Ivanpah Solar Power Facility - Wikipedia, the free encyclopedia 

Ivanpah is a failure.  If you don't think so then please realize that this is one of the sunniest places in the United States and it can't meet its contractual obligations. 

The answer is not these big public money funded projects but smaller solar and wind for residential service. 

The footprint of individual solar is already occupied by the existing rooftops of the homes that will benefit for the additional electric generation. Small commercial wind can generate energy day and night in areas that are already developed for commercial or industrial use with requiring land grants of land or destroying the view from our coastlines. 

Our politicians are pushing these large project because there is a lot of money being passed around to secure future energy monopolies. 

If you belief that solar that doesn't work at night or in bad weather will ever replace oil, coal, natural gas then you don't understand the inherent limitations of the technology.  If you believe that setting up multi-billion dollar facilities that require more public money and land while needing further subsidies in the form of higher energy costs for users is the best solution then you are wrong again. 

Give people a tax credit and change the rules to make the current energy provider work with these systems. Let the user mount a system on their home or business. Then they can make the investment calculation that is right for them. The technology will come down in cost and become more viable over time. 

Then you have the best of all worlds. Free market solutions really make the most sense. 

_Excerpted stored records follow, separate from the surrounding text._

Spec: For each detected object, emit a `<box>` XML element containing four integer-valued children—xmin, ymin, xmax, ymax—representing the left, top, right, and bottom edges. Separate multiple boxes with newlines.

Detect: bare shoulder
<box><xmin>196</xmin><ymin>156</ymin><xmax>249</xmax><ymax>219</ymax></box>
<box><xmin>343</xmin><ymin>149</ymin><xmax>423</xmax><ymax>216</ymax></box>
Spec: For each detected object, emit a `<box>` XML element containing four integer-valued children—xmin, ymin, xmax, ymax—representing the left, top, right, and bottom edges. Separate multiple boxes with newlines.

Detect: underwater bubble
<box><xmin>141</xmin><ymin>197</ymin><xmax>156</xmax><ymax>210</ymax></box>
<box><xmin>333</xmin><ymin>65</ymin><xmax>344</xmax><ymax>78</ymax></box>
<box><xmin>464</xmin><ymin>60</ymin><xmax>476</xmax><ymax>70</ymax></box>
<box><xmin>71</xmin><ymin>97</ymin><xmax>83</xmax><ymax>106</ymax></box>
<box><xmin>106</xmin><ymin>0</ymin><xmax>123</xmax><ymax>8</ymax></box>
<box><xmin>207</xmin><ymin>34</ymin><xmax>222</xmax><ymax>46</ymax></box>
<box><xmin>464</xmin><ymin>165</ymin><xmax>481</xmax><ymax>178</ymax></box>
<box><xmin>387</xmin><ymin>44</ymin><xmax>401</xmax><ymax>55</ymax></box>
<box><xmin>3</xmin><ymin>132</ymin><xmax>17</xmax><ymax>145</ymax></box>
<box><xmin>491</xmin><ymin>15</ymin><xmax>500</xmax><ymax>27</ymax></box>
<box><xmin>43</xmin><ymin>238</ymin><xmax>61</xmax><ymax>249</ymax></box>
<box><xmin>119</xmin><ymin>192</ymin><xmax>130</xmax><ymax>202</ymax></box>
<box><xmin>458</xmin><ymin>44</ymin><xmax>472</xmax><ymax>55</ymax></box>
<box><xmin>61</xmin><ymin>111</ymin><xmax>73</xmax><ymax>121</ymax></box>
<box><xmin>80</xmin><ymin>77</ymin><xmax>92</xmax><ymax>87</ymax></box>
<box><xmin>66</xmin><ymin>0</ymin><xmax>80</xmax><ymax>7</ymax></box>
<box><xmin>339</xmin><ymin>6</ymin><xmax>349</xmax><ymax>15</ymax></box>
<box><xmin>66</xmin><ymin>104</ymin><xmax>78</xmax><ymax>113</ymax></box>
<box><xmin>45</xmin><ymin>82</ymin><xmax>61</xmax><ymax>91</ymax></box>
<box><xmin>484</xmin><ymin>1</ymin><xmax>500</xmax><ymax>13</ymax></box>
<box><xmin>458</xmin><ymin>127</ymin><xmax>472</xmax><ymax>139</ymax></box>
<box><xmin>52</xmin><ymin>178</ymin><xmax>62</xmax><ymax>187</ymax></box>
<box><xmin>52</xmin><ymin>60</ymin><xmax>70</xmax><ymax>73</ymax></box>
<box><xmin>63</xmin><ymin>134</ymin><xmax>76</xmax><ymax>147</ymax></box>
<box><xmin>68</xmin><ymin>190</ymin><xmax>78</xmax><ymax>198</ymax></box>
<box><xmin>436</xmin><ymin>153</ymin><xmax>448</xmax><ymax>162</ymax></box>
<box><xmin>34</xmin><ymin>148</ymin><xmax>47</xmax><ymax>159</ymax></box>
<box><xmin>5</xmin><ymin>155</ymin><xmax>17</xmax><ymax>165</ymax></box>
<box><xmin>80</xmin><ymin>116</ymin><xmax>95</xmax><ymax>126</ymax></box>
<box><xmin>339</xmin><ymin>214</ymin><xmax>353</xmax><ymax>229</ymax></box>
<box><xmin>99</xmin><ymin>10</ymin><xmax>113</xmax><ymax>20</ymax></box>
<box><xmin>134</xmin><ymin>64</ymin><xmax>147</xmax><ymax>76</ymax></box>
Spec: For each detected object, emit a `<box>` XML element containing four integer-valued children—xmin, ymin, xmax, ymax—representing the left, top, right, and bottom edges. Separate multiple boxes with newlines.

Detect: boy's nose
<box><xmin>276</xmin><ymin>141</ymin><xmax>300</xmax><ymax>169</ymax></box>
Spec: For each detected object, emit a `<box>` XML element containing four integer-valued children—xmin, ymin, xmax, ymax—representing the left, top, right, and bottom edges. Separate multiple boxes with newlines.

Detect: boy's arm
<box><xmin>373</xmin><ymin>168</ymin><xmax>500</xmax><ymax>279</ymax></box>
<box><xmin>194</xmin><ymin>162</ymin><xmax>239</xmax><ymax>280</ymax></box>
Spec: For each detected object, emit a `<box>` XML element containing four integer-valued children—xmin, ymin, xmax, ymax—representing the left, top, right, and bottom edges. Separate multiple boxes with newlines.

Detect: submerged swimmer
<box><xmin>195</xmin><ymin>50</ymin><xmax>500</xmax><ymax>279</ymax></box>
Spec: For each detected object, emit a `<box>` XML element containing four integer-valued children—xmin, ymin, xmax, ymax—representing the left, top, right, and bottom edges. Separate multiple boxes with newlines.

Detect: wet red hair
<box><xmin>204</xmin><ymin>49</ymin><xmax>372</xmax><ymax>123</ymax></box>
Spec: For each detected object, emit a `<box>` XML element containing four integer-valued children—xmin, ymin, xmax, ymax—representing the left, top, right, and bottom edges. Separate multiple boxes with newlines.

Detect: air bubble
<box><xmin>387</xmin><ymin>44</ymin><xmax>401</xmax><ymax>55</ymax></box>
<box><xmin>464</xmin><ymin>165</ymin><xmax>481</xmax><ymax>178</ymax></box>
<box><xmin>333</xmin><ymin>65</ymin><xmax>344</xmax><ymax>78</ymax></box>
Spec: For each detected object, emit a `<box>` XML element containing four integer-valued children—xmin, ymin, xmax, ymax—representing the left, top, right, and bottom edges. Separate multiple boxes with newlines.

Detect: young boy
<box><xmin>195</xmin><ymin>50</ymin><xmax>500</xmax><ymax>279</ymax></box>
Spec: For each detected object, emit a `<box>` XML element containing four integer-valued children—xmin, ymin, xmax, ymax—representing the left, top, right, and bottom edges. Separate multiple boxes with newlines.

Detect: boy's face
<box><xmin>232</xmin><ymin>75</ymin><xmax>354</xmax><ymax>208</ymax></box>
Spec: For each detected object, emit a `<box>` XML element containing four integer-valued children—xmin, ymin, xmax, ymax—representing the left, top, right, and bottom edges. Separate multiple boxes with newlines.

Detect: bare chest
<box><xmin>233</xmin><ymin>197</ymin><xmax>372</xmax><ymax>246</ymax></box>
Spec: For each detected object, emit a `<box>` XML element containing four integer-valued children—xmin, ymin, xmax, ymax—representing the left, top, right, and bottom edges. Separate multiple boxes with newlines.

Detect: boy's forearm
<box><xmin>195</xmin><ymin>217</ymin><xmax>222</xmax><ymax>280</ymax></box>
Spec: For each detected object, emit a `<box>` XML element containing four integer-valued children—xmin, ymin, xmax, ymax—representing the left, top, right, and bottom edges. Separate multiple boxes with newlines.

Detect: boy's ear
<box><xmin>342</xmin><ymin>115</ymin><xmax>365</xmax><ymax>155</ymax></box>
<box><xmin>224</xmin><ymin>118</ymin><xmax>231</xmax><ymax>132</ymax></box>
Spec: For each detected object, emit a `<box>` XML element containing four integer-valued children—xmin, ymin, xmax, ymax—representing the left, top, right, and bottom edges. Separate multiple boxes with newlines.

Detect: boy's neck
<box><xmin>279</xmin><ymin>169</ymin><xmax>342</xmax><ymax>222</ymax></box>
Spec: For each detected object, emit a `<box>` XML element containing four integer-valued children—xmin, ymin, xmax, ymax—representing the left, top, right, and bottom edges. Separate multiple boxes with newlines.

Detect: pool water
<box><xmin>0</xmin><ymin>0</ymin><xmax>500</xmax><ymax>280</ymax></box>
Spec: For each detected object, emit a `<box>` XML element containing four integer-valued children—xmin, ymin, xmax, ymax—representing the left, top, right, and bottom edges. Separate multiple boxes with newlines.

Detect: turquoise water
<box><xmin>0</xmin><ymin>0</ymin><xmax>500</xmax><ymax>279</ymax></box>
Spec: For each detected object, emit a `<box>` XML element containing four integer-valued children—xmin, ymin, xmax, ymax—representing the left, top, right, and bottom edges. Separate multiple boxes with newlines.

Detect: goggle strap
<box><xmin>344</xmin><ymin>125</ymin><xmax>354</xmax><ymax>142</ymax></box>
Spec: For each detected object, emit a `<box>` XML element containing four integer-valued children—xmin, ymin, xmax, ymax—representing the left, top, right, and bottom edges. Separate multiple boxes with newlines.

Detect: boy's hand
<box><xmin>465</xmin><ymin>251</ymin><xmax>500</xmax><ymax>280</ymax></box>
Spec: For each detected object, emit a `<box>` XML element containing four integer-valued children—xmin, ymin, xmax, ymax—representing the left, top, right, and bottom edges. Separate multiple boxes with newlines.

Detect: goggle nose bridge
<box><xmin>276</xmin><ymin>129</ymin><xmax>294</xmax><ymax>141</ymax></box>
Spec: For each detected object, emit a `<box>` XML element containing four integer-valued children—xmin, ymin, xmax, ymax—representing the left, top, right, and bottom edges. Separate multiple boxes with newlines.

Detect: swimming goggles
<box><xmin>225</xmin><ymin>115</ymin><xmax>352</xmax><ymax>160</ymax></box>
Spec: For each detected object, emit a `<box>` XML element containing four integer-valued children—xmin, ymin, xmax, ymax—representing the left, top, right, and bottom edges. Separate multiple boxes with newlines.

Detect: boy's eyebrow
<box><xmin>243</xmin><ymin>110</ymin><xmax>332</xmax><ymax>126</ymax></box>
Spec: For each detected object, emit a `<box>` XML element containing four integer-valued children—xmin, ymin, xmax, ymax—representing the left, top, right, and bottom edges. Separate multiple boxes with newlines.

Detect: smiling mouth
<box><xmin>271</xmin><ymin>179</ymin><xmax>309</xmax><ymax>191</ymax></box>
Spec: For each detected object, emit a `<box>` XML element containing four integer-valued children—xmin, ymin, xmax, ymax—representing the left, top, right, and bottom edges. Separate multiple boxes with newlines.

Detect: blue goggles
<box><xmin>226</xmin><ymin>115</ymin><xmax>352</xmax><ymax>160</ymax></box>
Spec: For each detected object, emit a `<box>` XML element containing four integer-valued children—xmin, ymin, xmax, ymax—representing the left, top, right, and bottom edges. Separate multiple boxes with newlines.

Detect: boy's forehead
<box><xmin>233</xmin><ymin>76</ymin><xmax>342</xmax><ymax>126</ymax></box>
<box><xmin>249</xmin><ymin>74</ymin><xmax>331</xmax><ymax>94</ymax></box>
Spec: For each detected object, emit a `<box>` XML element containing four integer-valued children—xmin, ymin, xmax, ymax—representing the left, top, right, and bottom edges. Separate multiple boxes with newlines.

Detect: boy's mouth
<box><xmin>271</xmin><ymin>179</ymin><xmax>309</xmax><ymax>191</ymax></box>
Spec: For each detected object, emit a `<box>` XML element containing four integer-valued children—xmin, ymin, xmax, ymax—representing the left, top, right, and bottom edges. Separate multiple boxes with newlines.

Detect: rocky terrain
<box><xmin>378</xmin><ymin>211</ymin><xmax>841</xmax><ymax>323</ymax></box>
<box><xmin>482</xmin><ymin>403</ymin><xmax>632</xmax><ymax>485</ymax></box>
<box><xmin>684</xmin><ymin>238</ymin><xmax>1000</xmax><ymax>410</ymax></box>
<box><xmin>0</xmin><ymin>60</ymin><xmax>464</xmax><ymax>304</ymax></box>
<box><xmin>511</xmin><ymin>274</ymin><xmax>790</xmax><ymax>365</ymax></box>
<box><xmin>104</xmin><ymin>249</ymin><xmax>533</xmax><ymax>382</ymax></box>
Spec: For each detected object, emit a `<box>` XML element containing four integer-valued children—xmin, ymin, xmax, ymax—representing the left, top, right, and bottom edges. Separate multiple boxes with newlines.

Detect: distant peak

Sent from my iPhone using Tapatalk


----------



## BluesLegend

Ray From Cleveland said:


> BluesLegend said:
> 
> 
> 
> The left hates fossil fuels because...wait for it...its corporations pocketing the profits and not them.
> 
> 
> 
> 
> That's part of it, but the main reason is they were instructed to hate it.
Click to expand...


I can't argue with that, the left seems to love being told what to think and do.


----------



## Ray From Cleveland

davecmarino said:


> Ivanpah Solar Power Facility - Wikipedia, the free encyclopedia
> 
> Ivanpah is a failure.  If you don't think so then please realize that this is one of the sunniest places in the United States and it can't meet its contractual obligations.
> 
> The answer is not these big public money funded projects but smaller solar and wind for residential service.
> 
> The footprint of individual solar is already occupied by the existing rooftops of the homes that will benefit for the additional electric generation. Small commercial wind can generate energy day and night in areas that are already developed for commercial or industrial use with requiring land grants of land or destroying the view from our coastlines.
> 
> Our politicians are pushing these large project because there is a lot of money being passed around to secure future energy monopolies.
> 
> If you belief that solar that doesn't work at night or in bad weather will ever replace oil, coal, natural gas then you don't understand the inherent limitations of the technology.  If you believe that setting up multi-billion dollar facilities that require more public money and land while needing further subsidies in the form of higher energy costs for users is the best solution then you are wrong again.
> 
> Give people a tax credit and change the rules to make the current energy provider work with these systems. Let the user mount a system on their home or business. Then they can make the investment calculation that is right for them. The technology will come down in cost and become more viable over time.
> 
> Then you have the best of all worlds. Free market solutions really make the most sense.
> 
> 
> Sent from my iPhone using Tapatalk



One of our customers was a big lib.  He had a big windmill running his operations.  I always found windmills decorative in a way.  Talking with one of the workers one day, he told me that the owner finally broke even on his windmill investment after seven years, and the rest is free energy. 

About two months went by and I went to the stop again, I was surprised that the top half of the windmill was gone.  The owner was in back of the shop and I asked him about the windmill.  He just pushed his two hands in the air as if he were pushing away something and said Aaaaaa.  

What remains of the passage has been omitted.